On any given night, the kids and I would huddle together and decide on who would be “it.” We had many rhymes/chants we’d sing to determine who was eliminated and every time we chanted the rhyme, it was narrowed down to the one who was “it.” I remember hearing all of us singing: Ecka, Becka, soda cracker, Ecka, Becka boo, Ecka Becka soda cracker, out goes you. Or Bubblegum, bubblegum in a dish, how many pieces do you wish. 1, 2, 3, 4, 5, 6, 7, 8, 9, 10.
Every time we sang the bubblegum chant, my mouth would water and I could imagine tasting the sweet, pink bubblegum flavor.
As soon as someone was it, we’d begin playing our games. My favorite was Freeze Tag. I loved crawling under people’s legs and trying to “free” them without getting caught. I always liked the adventure and challenge of trying to beat the one who was “it”.

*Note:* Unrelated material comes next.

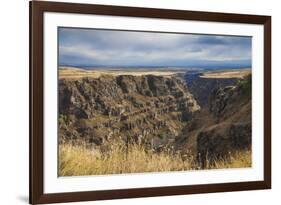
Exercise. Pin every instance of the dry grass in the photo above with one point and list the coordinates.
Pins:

Occasionally when I’d run under legs, I could feel the cool, wet grass on my knees and legs. I’d jump up, run away in the nick of time and I‘d see fireflies blinking in the darkness. One time I got “frozen” and a girl accidently stepped on my foot. Ouch! That sure hurt! She had gotten too close in dodging the one chasing her.
On some nights, we’d change the variations of the games and play “TV” tag, “Food” tag or we’d come up with other categories. If you called out a name from one of the categories, then you were safe from being frozen.
We would also play Red Light, Green Light and Red Rover, Red Rover. Once, when I was on a Red Rover team, our whole team plugged our noses. We could smell Penny’s kennel and it meant that my dad needed to clean the cement runway with a shovel.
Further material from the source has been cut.